January 1, 2015

CREATIVE NONFICTION BY JOHN C. SPIEGAL "COCOONS"

John Spiegel is an English teacher in Springfield, Ohio where he shares his love for words, beards, and the feel of vinyl records. 
A previous essay, "Like Dad" appeared in the December 2014 Issue of IVJ.

Cocoons


I imagine the first couple of days inside a cocoon are quite uncomfortable for the adolescent caterpillar. A caterpillar eats, grows, and molts its skin up to five times before entering a chrysalis smaller than its body appeared, much like trying on a new pair of shoes that should be your size but haven’t been broken in quite yet, so you wiggle your toes up and down as you contemplate claustrophobia for a single appendage.

Different caterpillars spin cocoons differently, and some don’t spin them at all.
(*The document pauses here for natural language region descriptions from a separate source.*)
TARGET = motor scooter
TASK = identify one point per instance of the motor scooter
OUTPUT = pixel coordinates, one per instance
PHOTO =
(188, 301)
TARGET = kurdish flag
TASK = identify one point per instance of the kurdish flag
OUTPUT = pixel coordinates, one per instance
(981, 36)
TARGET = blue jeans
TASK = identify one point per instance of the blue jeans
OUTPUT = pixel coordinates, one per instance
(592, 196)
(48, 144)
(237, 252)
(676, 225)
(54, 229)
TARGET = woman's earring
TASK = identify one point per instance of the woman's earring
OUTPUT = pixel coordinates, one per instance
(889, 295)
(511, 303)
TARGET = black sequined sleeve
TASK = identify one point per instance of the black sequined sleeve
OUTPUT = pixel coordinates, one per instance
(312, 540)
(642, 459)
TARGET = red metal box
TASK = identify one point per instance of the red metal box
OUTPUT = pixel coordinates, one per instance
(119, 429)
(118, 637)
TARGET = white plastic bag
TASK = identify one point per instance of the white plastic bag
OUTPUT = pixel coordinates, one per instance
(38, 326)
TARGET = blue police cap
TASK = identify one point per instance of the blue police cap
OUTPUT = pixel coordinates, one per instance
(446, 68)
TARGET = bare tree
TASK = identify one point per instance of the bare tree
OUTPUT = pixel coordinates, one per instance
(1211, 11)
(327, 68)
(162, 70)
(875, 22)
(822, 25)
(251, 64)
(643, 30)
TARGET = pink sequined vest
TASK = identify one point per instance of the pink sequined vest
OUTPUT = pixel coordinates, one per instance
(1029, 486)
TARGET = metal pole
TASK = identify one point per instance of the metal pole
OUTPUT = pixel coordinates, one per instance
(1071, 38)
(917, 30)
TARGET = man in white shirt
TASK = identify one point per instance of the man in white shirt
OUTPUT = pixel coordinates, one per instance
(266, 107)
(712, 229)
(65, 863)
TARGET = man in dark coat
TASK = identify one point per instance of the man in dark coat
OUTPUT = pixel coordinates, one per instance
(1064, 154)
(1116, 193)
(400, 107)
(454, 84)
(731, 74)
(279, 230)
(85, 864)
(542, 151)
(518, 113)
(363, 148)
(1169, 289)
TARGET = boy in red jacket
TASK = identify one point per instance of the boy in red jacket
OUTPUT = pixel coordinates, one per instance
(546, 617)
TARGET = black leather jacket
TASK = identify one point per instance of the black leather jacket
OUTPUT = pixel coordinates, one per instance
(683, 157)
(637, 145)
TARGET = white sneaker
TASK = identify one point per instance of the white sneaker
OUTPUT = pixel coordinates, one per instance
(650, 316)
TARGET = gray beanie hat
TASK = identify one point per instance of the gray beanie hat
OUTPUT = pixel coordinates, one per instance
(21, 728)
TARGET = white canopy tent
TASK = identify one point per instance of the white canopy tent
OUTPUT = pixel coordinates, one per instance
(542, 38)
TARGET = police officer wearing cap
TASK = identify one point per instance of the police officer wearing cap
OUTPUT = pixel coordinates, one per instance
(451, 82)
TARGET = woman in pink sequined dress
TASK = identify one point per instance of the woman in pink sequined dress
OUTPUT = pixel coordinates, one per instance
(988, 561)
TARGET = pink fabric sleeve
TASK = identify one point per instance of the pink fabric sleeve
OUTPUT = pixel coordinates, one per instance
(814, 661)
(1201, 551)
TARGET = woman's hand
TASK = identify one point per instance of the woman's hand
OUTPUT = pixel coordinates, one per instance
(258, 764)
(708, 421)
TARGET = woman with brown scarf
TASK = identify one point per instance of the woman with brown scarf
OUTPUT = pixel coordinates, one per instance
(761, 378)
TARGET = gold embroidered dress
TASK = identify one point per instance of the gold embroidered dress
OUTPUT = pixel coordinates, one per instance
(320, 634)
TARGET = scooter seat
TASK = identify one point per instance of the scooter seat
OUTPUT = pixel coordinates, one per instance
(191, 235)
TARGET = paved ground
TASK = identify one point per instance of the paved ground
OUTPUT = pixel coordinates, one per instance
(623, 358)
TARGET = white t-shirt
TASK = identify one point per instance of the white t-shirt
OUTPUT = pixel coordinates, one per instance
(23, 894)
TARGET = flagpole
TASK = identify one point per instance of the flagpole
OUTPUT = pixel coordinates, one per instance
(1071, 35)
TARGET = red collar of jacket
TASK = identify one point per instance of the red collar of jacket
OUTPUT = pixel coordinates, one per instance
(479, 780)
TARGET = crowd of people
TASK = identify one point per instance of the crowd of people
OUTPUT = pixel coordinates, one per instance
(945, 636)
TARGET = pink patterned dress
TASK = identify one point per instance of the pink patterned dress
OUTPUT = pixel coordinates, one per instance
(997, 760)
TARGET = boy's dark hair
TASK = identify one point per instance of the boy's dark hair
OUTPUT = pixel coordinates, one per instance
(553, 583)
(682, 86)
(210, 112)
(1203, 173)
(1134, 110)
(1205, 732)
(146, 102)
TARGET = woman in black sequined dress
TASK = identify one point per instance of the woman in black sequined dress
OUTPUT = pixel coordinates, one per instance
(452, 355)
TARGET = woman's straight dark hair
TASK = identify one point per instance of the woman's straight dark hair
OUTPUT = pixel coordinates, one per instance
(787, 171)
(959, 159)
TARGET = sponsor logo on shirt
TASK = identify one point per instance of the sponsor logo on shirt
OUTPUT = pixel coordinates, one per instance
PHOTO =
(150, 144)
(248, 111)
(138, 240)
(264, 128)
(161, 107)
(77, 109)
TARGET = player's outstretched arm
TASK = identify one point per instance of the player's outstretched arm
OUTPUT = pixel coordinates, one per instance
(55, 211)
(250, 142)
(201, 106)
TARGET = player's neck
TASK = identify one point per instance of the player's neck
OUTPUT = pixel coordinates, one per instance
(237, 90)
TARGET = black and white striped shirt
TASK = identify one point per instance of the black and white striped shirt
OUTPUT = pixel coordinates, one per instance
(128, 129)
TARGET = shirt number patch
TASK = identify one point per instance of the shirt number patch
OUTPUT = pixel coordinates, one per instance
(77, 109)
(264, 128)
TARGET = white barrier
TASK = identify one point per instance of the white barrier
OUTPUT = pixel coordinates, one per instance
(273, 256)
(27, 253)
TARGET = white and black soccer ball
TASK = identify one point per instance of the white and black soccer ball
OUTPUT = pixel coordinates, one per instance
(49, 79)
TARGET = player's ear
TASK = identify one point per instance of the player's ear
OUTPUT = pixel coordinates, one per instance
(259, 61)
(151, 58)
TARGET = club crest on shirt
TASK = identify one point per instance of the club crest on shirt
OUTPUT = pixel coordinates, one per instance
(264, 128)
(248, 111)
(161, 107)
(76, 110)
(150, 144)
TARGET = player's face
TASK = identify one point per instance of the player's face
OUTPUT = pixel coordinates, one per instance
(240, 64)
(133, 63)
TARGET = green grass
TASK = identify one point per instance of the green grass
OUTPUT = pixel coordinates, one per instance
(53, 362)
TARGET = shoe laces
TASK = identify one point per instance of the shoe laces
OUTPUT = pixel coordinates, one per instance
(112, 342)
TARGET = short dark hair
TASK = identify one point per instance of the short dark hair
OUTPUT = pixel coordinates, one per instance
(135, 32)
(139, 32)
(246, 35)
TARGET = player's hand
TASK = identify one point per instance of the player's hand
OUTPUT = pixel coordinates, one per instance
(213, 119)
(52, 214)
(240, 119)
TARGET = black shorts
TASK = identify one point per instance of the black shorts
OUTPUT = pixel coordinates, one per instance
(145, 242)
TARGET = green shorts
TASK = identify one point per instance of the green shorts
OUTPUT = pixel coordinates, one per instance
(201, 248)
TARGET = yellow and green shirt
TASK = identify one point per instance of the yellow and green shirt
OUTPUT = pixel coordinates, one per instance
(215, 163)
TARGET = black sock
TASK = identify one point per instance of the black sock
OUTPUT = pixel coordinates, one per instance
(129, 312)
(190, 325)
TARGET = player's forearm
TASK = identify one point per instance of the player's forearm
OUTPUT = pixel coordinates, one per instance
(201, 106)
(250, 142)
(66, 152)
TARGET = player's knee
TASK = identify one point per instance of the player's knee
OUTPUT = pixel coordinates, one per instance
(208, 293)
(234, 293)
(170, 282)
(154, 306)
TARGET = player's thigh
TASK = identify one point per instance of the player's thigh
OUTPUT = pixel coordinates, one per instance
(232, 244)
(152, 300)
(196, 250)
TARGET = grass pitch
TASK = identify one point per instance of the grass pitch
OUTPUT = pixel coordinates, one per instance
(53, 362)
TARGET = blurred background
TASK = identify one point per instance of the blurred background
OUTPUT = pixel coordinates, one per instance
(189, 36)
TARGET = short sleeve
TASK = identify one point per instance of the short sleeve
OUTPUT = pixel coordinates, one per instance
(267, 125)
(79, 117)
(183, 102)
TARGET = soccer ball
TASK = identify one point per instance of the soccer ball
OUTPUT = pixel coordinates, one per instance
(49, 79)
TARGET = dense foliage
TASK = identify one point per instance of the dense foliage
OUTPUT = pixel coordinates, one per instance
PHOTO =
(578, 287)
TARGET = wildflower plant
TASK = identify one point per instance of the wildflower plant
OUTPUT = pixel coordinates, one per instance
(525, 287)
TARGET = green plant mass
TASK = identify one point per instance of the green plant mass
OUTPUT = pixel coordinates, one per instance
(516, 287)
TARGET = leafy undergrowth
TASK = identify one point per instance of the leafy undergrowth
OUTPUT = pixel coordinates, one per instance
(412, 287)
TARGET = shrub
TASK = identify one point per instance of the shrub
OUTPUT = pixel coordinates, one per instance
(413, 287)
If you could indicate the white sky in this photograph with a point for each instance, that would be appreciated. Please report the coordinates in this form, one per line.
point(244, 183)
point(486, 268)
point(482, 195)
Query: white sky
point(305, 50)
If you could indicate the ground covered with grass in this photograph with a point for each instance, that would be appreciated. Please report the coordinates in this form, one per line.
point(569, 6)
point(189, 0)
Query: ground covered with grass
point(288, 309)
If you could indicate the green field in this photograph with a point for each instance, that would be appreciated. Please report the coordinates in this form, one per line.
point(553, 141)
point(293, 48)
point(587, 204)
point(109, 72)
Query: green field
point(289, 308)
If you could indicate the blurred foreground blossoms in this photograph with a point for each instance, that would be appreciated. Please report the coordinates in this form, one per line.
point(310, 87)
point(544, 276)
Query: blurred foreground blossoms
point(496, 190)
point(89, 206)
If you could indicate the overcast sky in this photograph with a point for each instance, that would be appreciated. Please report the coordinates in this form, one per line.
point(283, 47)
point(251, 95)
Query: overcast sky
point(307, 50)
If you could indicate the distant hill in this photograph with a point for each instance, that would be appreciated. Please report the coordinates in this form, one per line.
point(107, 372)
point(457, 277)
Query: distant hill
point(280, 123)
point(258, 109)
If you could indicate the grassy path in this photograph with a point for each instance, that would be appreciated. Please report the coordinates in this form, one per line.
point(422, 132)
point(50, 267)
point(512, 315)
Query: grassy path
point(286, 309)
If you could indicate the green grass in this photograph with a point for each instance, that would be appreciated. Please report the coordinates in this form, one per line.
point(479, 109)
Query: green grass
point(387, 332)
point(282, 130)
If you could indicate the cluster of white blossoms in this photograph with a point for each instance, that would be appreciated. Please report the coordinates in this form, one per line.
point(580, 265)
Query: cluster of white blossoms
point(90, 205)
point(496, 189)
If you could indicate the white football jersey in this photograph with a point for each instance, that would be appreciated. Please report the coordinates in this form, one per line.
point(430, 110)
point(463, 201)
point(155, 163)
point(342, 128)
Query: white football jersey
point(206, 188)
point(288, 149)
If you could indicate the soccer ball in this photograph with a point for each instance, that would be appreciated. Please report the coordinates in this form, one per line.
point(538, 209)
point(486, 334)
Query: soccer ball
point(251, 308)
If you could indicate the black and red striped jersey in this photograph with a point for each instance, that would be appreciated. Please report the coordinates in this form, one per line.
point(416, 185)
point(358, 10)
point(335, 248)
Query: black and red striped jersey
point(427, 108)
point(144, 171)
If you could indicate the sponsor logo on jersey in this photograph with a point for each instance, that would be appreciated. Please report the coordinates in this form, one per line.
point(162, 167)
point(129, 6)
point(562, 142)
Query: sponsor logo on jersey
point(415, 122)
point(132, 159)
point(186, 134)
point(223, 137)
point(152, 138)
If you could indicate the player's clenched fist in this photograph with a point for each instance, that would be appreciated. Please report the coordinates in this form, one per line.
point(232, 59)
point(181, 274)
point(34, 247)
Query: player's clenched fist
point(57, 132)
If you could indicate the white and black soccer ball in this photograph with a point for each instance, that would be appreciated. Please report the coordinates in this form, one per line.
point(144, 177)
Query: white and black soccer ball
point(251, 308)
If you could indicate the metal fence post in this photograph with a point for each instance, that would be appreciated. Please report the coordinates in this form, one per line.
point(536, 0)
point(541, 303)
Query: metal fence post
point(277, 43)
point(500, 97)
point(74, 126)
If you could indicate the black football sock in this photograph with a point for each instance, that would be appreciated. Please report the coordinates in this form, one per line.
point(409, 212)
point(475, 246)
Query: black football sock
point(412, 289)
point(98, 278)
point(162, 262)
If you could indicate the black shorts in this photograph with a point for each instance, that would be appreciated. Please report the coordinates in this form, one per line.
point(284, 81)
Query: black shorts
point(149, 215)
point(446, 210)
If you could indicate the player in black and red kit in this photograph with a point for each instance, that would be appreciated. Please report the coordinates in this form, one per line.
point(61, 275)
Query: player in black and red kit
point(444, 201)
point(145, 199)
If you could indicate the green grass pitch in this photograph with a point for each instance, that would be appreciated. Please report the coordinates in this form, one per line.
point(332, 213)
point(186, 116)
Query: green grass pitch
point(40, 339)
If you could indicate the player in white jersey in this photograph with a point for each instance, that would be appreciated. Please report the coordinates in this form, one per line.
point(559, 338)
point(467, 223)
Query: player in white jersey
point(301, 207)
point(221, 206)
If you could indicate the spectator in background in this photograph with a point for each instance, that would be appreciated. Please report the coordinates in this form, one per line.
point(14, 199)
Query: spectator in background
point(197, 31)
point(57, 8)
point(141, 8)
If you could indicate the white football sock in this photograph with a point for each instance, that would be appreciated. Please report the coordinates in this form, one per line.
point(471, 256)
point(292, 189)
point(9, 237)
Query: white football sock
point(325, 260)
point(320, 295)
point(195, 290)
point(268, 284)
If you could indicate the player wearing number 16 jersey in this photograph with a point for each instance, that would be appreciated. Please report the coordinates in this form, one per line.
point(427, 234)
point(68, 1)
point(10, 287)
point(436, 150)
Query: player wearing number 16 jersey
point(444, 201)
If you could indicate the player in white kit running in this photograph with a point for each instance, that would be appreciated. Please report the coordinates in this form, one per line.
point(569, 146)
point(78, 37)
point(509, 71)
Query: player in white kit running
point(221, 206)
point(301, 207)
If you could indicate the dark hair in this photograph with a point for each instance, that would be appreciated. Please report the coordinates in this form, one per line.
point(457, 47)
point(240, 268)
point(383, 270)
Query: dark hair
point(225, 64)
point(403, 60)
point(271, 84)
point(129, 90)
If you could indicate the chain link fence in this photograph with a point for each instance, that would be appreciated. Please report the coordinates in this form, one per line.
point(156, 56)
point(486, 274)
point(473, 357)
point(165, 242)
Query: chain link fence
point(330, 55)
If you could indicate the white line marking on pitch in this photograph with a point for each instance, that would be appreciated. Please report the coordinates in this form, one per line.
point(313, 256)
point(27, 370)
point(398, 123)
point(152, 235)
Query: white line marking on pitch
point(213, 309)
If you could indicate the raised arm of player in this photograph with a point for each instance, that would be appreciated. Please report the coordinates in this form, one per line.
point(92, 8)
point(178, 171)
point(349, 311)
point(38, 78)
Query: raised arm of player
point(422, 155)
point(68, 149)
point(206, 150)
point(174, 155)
Many caterpillars, like the Monarch Caterpillar, attach a hook-like limb called a cremaster to a branch using silk. They attach the cremaster to the silk like Velcro. Afterwards, they shed their skin yet again and emerge in a cocoon already formed around them.

Others, like the Zebra Swallowtail and the Sleepy Orange and the Canadian Tiger and the Spicebush, create a hammock using a web-like silk from their mouths to support the fragile cocoon. The silk starts out sticky, as the larvae are still unused to how it feels on their fragile bodies, but it slowly hardens over time. Many moths like the Virginia Ctenucha create their silk chrysalis inside the shelter of a nearby leaf. The delicate cocoons will be safe from wind, weather, and predators within the barriers that these living walls provide.

At its very best, the chrysalis is a temporary place. It is a brand name sneaker given to a middle-school boy, quickly outgrown and replaced. It is a brand new candle in an apartment, providing smoky and spicy new aromas but burning out quickly if it truly serves its purpose. It is a womb to an infant: he has been evicted and he doesn’t know why, and that scares him, so he does the only thing he can. It is a college dorm room, inhabited and abandoned after four years, and sometimes five because she felt like taking a year to discover herself and then later realized that she had no interest in nursing because she passes out every time she sees blood. It is a good parents’ home to their recently graduated son, because a man should leave his father and mother and cleave to his wife, for they are quickly becoming indistinguishable, they have cremastered themselves together like Velcro. Just like the term fiancé, a cocoon is temporary. And it feels different than before. Just like every other larva that recently moved out of his parents’ place, I will only be a fiancé for a limited amount of time. I don’t know how I will emerge on the other end of this. Tonight, I somehow feel smaller than I appeared. On nights like these, I say ‘good night’ to my fiancé and crawl into my bed like a hammock. I tuck my legs in like a caterpillar curling itself under a branch, and wrap myself tightly in my comforter. I am a child again. A child getting acquainted to the world it now so gracefully inhabits.